Вначале был Макс. У Макса был Дом. И Макс был Домом.
«Дверь отперта.
Коктебельский пейзаж не мыслим без Дома Волошина, похожего
на поэта, по словам Цветаевой, больше, чем его же гипсовый слепок. «Он
давал, как другие берут. С жадностью», —писала о своем друге Марина Цветаева,
отмечая его «щедрость на самое дорогое» — будь то его выстраданный коктебельский
приют, родной ему человек или творческая идея. И это во времена, в общем-то,
мало отличающиеся от наших (в 1909 году Сергей Маковский горько сетовал
на жадную бесплодность, охватившую всех и вся: «Ни у кого — энергии культурного
строительства»).
Макс Волошин подобен демиургу. «Он создал в себе стройный
мир», — заметил в рецензии на стихотворный цикл «Киммерийские сумерки»
Вячеслав Иванов, а Цветаева подчеркивает: «Макс сам был планета». Именно
так: «мир», «планета». Волошин не вмещается в строгое определение поэта
и тем более художника: его стихи и акварели — это летописи, дневники жизни
на той, иной планете, как материальные осколки ушедшей цивилизации.
Коктебель даже отдаленно не напоминал литературные салоны
начала века.

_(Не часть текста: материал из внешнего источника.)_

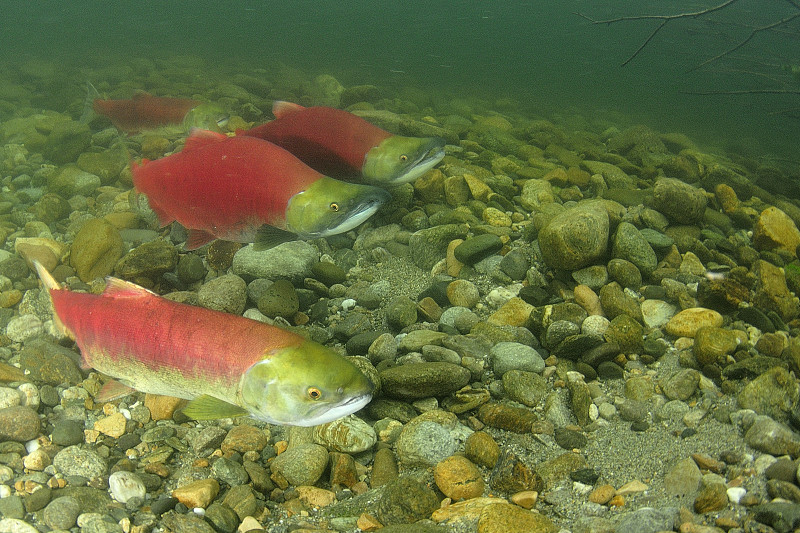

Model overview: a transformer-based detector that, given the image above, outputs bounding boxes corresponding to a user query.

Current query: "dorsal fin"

[183,128,228,152]
[272,100,305,118]
[103,276,156,298]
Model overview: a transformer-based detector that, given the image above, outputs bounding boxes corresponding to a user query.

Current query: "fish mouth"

[394,137,445,183]
[298,393,372,426]
[301,187,392,239]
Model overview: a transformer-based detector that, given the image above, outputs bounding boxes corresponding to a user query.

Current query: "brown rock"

[172,478,219,509]
[752,259,798,322]
[94,413,127,439]
[489,451,544,493]
[0,405,42,442]
[665,307,722,337]
[478,503,558,533]
[694,483,728,514]
[144,394,186,420]
[464,431,500,468]
[693,327,747,367]
[433,455,484,500]
[220,424,269,454]
[589,485,617,505]
[478,402,537,433]
[753,207,800,254]
[511,490,539,509]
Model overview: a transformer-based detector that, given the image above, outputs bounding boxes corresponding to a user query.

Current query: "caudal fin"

[33,259,75,339]
[80,81,100,124]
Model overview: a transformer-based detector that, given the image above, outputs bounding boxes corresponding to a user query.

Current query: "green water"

[0,0,800,161]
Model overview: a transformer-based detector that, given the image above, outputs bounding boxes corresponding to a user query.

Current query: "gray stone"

[612,222,658,276]
[539,202,609,270]
[232,241,319,283]
[489,342,545,377]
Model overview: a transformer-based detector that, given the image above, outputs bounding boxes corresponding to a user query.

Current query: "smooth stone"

[380,362,470,400]
[665,307,723,338]
[108,470,147,503]
[197,274,247,315]
[269,443,328,487]
[539,202,609,270]
[652,178,708,224]
[609,222,658,276]
[232,241,319,283]
[453,233,503,265]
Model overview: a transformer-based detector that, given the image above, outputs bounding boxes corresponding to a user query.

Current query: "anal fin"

[253,224,297,251]
[94,379,136,403]
[183,394,249,420]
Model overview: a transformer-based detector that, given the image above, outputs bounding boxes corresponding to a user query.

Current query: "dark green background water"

[0,0,800,160]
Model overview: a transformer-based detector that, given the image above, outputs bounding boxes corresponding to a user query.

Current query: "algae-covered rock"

[78,147,128,185]
[539,202,609,270]
[115,240,178,281]
[737,367,800,420]
[47,165,102,198]
[69,218,123,283]
[652,178,707,224]
[42,121,92,165]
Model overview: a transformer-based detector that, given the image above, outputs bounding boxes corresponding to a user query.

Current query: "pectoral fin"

[94,379,136,403]
[183,394,249,420]
[253,224,297,251]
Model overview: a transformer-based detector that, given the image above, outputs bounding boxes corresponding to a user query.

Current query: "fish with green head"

[131,130,391,250]
[35,262,373,426]
[236,101,445,186]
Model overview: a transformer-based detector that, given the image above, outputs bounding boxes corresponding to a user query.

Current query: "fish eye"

[307,387,322,400]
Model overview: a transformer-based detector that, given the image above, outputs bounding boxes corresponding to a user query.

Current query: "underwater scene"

[0,0,800,533]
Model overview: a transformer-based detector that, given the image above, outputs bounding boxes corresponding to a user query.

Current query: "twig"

[689,8,800,72]
[678,89,800,96]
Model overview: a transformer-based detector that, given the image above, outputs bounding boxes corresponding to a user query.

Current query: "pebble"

[0,405,42,442]
[433,455,484,500]
[108,470,147,503]
[269,443,328,487]
[478,503,559,533]
[172,478,220,509]
[197,274,247,316]
[489,342,545,377]
[380,362,470,400]
[665,307,723,338]
[232,241,319,283]
[453,234,504,264]
[53,446,108,479]
[394,420,457,466]
[312,415,378,453]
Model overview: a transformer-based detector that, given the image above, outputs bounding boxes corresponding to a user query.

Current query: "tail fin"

[79,81,100,124]
[33,259,73,338]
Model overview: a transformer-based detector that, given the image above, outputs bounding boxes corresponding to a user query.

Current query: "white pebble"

[17,383,41,409]
[0,387,22,409]
[108,470,147,503]
[726,487,747,503]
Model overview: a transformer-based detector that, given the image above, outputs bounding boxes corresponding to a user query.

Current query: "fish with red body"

[35,262,372,426]
[131,130,391,249]
[237,101,445,185]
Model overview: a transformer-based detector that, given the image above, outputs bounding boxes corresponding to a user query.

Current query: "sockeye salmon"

[131,130,391,250]
[35,262,372,426]
[236,101,445,185]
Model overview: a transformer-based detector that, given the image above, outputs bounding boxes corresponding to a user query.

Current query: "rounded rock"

[108,470,147,503]
[433,455,484,500]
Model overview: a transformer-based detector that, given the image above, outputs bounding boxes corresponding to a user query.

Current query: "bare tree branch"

[690,10,800,70]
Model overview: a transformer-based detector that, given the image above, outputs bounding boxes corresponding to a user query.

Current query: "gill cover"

[240,341,372,426]
[361,135,445,185]
[286,176,391,239]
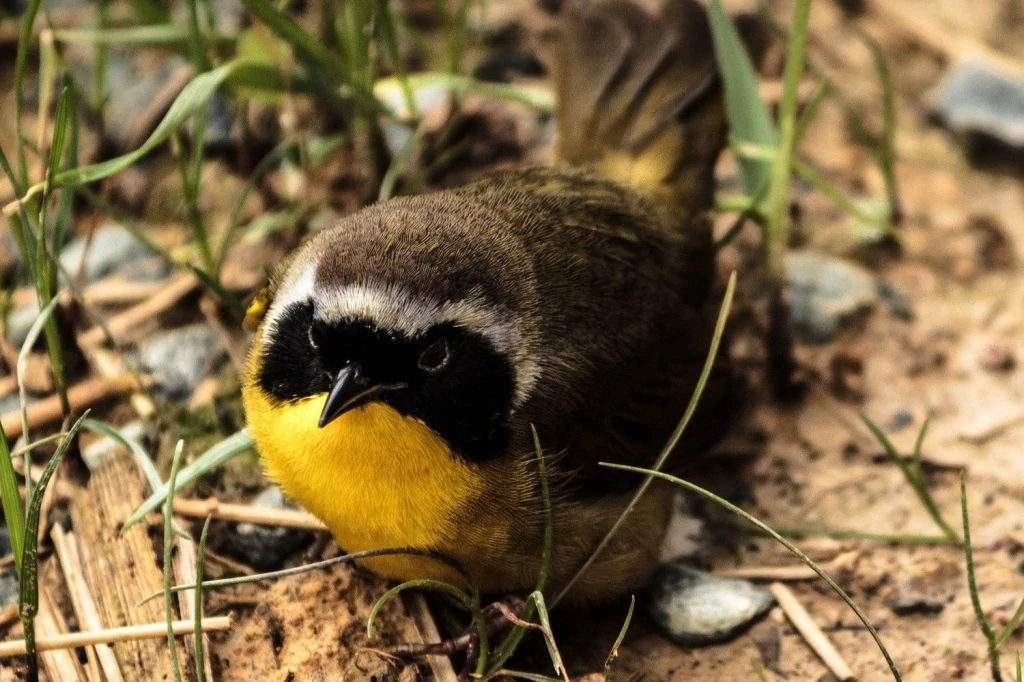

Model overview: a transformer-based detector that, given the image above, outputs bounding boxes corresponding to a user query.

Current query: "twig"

[78,274,199,346]
[0,376,149,438]
[174,498,327,530]
[768,583,856,682]
[0,615,231,658]
[50,524,124,682]
[713,563,818,582]
[35,585,87,682]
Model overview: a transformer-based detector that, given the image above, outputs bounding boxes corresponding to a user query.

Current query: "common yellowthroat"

[243,0,725,603]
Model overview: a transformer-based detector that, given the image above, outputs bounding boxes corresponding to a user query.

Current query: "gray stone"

[138,323,223,400]
[647,563,775,646]
[231,485,313,570]
[785,251,879,343]
[933,59,1024,147]
[889,592,945,615]
[60,223,158,283]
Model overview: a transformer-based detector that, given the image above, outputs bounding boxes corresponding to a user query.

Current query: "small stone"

[230,485,313,570]
[60,223,159,283]
[138,323,223,400]
[785,251,878,343]
[934,58,1024,150]
[647,563,775,646]
[886,408,913,433]
[889,592,945,615]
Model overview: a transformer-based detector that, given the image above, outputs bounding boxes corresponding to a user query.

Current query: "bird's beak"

[317,363,406,428]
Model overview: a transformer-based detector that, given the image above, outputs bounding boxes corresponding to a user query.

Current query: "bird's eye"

[416,337,452,374]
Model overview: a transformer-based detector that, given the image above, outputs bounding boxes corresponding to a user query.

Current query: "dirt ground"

[0,0,1024,682]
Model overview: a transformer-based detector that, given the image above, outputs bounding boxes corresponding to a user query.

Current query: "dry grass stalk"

[768,583,856,682]
[174,498,327,530]
[50,525,124,682]
[37,581,91,682]
[78,274,199,346]
[0,615,231,655]
[0,376,148,438]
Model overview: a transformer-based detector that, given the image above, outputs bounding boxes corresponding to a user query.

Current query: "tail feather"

[557,0,725,220]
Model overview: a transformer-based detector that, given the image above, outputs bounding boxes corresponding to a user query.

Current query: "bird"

[242,0,730,605]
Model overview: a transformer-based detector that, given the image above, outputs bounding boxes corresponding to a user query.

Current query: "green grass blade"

[961,471,1001,680]
[53,24,234,52]
[860,415,965,545]
[42,59,274,189]
[551,272,736,608]
[485,668,562,682]
[604,595,637,682]
[14,0,41,187]
[193,516,213,682]
[995,599,1024,649]
[82,419,190,539]
[600,462,902,682]
[0,424,25,574]
[242,0,349,94]
[124,428,253,529]
[708,0,776,196]
[140,547,471,605]
[164,440,185,682]
[17,412,89,675]
[14,296,59,483]
[765,0,811,278]
[367,579,473,637]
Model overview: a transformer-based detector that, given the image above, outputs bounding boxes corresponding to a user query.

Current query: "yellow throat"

[243,372,483,582]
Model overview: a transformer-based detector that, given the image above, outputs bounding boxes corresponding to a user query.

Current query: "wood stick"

[37,585,88,682]
[78,274,199,346]
[0,615,231,658]
[50,524,124,682]
[0,368,148,440]
[174,498,327,530]
[71,449,187,680]
[768,583,856,682]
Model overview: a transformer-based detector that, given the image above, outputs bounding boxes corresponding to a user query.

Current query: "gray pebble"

[230,485,313,570]
[889,592,945,615]
[647,563,775,646]
[138,323,223,400]
[60,223,158,283]
[785,251,878,343]
[933,59,1024,147]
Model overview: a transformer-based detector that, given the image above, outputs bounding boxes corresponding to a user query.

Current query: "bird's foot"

[385,597,525,682]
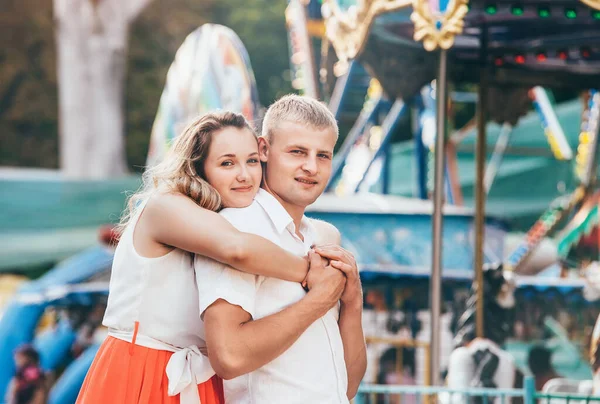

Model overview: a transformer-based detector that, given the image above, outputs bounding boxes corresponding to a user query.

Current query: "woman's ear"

[258,137,270,163]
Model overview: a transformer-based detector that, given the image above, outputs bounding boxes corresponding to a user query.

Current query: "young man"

[195,95,366,404]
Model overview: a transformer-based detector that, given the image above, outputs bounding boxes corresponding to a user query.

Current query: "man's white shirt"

[194,189,348,404]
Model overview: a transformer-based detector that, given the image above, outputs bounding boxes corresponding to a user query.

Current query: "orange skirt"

[77,337,225,404]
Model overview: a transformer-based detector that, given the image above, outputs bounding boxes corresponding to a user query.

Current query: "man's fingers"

[317,250,348,262]
[308,251,321,269]
[315,245,355,264]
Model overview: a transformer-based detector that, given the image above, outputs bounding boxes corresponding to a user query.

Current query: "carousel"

[322,0,600,385]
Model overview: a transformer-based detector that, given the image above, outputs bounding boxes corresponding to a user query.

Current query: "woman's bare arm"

[138,194,308,282]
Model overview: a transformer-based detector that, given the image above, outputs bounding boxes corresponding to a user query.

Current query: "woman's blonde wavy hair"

[117,112,255,233]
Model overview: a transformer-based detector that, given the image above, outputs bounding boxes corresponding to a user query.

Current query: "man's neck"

[262,182,305,240]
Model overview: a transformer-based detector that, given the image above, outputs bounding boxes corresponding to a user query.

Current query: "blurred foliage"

[0,0,58,167]
[0,0,291,171]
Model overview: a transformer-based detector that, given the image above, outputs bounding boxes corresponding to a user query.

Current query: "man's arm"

[315,221,367,399]
[201,254,346,379]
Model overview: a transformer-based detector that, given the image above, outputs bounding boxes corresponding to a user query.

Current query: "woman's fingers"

[315,246,354,263]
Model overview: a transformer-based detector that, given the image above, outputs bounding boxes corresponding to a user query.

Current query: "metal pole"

[429,49,448,386]
[474,27,488,338]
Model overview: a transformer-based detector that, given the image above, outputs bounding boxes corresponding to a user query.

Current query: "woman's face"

[204,127,262,208]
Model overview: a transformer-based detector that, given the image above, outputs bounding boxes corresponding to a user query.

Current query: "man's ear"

[258,137,270,163]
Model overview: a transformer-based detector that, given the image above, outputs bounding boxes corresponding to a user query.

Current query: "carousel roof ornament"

[410,0,469,51]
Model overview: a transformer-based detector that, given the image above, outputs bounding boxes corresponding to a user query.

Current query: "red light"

[581,48,592,59]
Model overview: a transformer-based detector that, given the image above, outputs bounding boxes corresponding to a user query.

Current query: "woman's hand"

[315,244,363,307]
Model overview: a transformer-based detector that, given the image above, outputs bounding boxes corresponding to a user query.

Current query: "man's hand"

[306,251,346,307]
[315,244,363,307]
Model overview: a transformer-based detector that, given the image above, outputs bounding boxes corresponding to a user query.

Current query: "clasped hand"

[306,244,362,306]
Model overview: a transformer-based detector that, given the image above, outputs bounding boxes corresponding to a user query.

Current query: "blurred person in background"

[527,345,560,391]
[6,344,48,404]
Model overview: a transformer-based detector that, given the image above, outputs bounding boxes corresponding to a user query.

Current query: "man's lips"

[294,177,318,185]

Знаменитая «Башня» Вячеслава Иванова, куда частенько захаживал
и сам Волошин, по сравнению с Домом — это лаборатория Фауста, где поэзия
была чем-то вроде чахлого гомункулуса. Коктебель же — чисто поле, где поэзия,
зачатая по любви, рождается по непреложному закону жизни. «Искусство драгоценно
лишь постольку, поскольку оно игра», — писал Волошин в «Бликах», именно
в таком порядке расставляя приоритеты в своем Домо-строе. Его стихи — словно
фиксация вех постижения смысла на пути к Дому: наверное, если составить
частотный словарь Волошина-поэта, то на первом месте будет слово «я» (как
в любом дневнике): «я слышу», «я вижу», «я люблю», «я понял».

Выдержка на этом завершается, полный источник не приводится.